Missed detection of long RR intervals caused by artifact heartbeats.

  1. (1)

    Interference from signal disturbances: Minor disturbances in the signal constitute another significant factor that contributes to false positives. In such scenarios, while doctors can rely on experience to discern possible long RRI or interference-caused misjudgments, CNN algorithms occasionally fail in the automatic analysis process, unable to accurately differentiate between genuine and disruptive signals, as depicted in Fig. 9.

  2. (2)

    Challenges posed by artifact heartbeats: The unique physiological and pathological characteristics of certain diseases or the properties of certain devices can lead to artifact heartbeats, as shown in Fig. 10, which can lead to missed detections and false negatives in long RRI algorithms. Artifact heartbeats that occasionally appear in specific interference or disease states require enhancing the algorithm model through specific methods to address this phenomenon.

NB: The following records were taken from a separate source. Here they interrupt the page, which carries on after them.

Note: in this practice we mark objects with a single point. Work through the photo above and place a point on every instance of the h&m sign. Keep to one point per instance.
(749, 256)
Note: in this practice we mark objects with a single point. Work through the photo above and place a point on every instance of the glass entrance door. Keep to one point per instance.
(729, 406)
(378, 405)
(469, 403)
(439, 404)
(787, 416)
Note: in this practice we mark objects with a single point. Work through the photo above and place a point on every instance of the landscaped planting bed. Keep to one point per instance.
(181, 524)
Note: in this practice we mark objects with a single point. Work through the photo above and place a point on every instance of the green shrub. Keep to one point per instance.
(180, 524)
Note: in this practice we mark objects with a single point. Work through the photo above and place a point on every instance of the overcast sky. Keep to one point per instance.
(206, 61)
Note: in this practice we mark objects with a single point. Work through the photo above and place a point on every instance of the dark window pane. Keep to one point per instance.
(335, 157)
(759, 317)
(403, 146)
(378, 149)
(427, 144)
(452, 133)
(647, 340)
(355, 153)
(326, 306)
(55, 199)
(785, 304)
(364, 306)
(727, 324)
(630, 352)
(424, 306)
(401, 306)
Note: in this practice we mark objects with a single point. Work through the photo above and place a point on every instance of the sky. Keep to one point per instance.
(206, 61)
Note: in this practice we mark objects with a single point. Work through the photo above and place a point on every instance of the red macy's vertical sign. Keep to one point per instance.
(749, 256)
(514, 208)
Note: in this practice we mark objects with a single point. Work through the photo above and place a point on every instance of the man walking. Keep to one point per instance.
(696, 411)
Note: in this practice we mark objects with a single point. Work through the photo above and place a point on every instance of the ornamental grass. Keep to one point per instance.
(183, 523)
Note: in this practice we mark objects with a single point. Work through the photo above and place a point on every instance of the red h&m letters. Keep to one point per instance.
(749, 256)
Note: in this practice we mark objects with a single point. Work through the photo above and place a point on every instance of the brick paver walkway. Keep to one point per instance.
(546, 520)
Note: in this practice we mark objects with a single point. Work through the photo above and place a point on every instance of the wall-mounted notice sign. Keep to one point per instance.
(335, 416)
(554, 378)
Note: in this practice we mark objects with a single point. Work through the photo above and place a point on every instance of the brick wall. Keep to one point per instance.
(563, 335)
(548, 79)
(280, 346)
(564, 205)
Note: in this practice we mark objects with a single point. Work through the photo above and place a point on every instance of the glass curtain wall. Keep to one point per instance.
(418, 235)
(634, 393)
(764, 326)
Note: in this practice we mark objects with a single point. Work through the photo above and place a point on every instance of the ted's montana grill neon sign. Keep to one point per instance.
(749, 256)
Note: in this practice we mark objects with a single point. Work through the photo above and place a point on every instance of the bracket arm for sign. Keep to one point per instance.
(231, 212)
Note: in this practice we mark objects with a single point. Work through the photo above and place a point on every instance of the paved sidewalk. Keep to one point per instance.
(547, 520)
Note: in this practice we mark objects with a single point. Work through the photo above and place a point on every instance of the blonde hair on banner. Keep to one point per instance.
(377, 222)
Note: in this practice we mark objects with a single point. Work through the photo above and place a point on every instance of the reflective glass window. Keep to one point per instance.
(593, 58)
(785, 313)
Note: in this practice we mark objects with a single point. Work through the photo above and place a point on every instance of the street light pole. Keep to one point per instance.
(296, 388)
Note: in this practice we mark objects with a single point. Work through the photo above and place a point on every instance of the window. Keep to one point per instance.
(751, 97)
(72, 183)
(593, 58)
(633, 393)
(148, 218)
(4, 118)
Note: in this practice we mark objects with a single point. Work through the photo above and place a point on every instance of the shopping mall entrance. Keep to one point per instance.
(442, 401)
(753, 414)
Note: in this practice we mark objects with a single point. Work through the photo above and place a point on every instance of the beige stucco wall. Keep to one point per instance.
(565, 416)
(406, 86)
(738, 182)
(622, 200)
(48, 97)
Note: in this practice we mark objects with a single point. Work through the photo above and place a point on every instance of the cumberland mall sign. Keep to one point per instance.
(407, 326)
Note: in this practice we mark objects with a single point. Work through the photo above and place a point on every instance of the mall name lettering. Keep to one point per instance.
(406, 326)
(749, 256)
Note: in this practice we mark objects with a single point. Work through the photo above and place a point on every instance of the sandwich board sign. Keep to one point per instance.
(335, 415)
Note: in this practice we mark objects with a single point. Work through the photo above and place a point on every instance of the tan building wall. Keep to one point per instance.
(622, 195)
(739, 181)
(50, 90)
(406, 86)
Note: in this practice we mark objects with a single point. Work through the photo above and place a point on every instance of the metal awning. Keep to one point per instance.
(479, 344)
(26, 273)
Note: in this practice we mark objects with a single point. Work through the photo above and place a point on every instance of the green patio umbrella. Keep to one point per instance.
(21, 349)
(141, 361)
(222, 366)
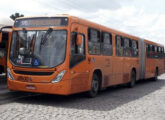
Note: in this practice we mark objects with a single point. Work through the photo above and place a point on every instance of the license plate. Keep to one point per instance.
(31, 87)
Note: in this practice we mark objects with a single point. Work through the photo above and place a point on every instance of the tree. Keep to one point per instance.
(16, 15)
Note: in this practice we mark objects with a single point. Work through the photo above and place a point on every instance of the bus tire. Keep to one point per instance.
(132, 83)
(94, 86)
(156, 75)
(1, 69)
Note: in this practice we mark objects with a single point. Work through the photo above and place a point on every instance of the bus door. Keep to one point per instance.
(107, 52)
(79, 68)
(118, 62)
(3, 51)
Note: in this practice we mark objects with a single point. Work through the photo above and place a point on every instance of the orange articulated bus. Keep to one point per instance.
(66, 55)
(3, 49)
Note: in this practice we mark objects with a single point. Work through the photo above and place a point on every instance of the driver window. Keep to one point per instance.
(77, 51)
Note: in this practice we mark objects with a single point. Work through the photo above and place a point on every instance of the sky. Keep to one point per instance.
(142, 18)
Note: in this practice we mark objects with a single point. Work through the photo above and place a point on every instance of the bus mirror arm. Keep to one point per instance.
(79, 39)
(1, 29)
(0, 36)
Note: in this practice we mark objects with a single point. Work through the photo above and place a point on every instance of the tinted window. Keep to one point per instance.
(93, 41)
(77, 52)
(107, 43)
(119, 46)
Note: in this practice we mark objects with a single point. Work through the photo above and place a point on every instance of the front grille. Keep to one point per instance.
(33, 73)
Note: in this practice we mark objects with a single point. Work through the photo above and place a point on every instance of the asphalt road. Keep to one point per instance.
(146, 101)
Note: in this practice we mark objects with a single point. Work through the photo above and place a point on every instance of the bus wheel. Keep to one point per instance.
(131, 84)
(1, 70)
(156, 75)
(94, 86)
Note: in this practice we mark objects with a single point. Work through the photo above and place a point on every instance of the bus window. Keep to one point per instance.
(134, 48)
(107, 44)
(93, 41)
(77, 52)
(127, 49)
(119, 46)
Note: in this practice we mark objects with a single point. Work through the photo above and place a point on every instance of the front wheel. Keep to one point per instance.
(131, 84)
(156, 75)
(94, 86)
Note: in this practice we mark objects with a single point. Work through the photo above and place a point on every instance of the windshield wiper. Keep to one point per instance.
(43, 41)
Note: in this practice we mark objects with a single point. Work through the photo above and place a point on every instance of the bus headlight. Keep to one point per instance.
(59, 77)
(9, 74)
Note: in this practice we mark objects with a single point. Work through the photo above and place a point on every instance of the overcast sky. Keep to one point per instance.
(143, 18)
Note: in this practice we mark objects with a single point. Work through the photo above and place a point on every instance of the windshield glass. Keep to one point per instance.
(44, 49)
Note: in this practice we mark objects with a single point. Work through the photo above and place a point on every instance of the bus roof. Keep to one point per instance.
(92, 24)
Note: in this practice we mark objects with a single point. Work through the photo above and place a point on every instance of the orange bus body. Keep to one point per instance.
(112, 69)
(3, 51)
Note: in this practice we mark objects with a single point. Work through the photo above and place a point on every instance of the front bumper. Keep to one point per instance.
(61, 88)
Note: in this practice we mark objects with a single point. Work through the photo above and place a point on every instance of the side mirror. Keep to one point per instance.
(0, 37)
(22, 51)
(79, 40)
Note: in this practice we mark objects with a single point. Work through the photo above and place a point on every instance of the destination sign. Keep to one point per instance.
(41, 22)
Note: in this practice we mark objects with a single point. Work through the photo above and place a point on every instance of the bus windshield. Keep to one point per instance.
(41, 49)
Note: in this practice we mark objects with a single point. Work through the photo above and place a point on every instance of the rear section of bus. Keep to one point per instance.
(3, 51)
(39, 55)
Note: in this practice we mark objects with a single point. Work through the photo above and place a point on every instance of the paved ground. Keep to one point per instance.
(144, 102)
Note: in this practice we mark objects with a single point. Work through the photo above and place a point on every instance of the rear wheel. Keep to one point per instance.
(94, 86)
(132, 83)
(156, 75)
(1, 70)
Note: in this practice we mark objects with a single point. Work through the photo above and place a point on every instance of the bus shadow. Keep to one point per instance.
(107, 100)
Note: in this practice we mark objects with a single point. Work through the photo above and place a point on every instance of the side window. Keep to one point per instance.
(127, 48)
(77, 51)
(93, 41)
(134, 48)
(107, 43)
(119, 46)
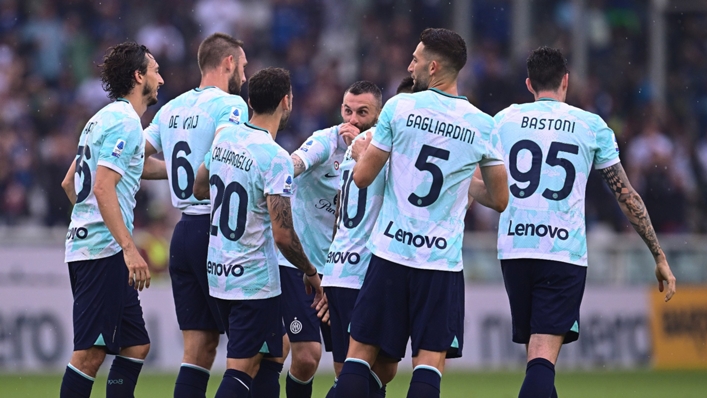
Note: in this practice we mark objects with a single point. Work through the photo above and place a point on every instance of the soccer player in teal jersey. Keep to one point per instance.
(184, 129)
(549, 148)
(103, 260)
(348, 257)
(315, 192)
(250, 179)
(431, 141)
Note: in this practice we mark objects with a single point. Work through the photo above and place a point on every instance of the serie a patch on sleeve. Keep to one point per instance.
(118, 148)
(235, 116)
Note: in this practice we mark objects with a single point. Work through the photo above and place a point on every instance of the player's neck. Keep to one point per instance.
(271, 123)
(445, 86)
(138, 101)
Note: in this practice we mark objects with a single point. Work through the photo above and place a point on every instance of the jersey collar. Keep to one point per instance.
(438, 91)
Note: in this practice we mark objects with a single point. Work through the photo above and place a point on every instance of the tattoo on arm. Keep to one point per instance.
(299, 165)
(632, 205)
(293, 252)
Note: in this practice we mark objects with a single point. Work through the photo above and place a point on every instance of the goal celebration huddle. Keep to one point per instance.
(351, 244)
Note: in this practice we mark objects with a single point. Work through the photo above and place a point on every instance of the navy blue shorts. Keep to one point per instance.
(196, 309)
(107, 310)
(398, 302)
(341, 303)
(255, 326)
(545, 297)
(298, 315)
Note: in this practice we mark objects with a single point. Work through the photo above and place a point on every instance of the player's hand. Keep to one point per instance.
(138, 273)
(664, 274)
(348, 132)
(360, 146)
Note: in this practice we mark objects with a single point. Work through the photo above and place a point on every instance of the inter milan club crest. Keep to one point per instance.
(296, 326)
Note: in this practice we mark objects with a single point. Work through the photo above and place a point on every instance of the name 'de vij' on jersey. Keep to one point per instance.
(315, 192)
(549, 148)
(184, 129)
(113, 139)
(435, 141)
(245, 166)
(348, 258)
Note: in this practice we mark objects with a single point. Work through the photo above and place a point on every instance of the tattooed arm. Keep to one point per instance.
(299, 164)
(289, 244)
(632, 206)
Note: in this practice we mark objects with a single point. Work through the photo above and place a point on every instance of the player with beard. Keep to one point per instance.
(250, 180)
(105, 268)
(429, 142)
(315, 193)
(184, 129)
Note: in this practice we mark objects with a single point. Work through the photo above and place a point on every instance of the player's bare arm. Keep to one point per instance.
(492, 189)
(635, 210)
(154, 169)
(290, 246)
(107, 198)
(299, 164)
(372, 162)
(201, 183)
(68, 183)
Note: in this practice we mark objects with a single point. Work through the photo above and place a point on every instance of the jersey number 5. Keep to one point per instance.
(223, 195)
(437, 177)
(532, 176)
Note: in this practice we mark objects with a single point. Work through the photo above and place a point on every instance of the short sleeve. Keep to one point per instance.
(383, 136)
(607, 153)
(152, 133)
(232, 110)
(121, 142)
(317, 148)
(278, 179)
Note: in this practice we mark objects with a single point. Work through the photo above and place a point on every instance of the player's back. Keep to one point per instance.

In summary, although CNN algorithms perform well in most cases, more optimization is needed when dealing with extreme or special situations to improve their completeness and accuracy. Of course, improving the anti-interference ability of recording equipment and improving the recognition rate of AI for interference can further improve the accuracy of AI recognition.

Conclusion

This study provides a comprehensive evaluation of an automatic detection algorithm for prolonged RRI (\(\ge 2s\)) in long-term single-lead ECG signals based on CNN algorithms. Initially, the efficiency and precision of the algorithm in identifying prolonged RRI caused by various factors were verified. This study not only confirms the tremendous potential of AI technology in automated ECG analysis, but also offers physicians a powerful quantitative analysis tool and significantly improves diagnostic efficiency and reduces the workload of medical personnel. Physicians can focus their limited time on analyzing the causes of prolonged RRI, as reflected in long-term dynamic reports. The combination of artificial intelligence and human expertise is expected to play an increasingly broad and in-depth role in future medical monitoring. In summary, this study establishes a solid foundation for the clinical application and promotion of automatic detection algorithms for prolonged RRI, highlighting its important practical significance and broad application prospects.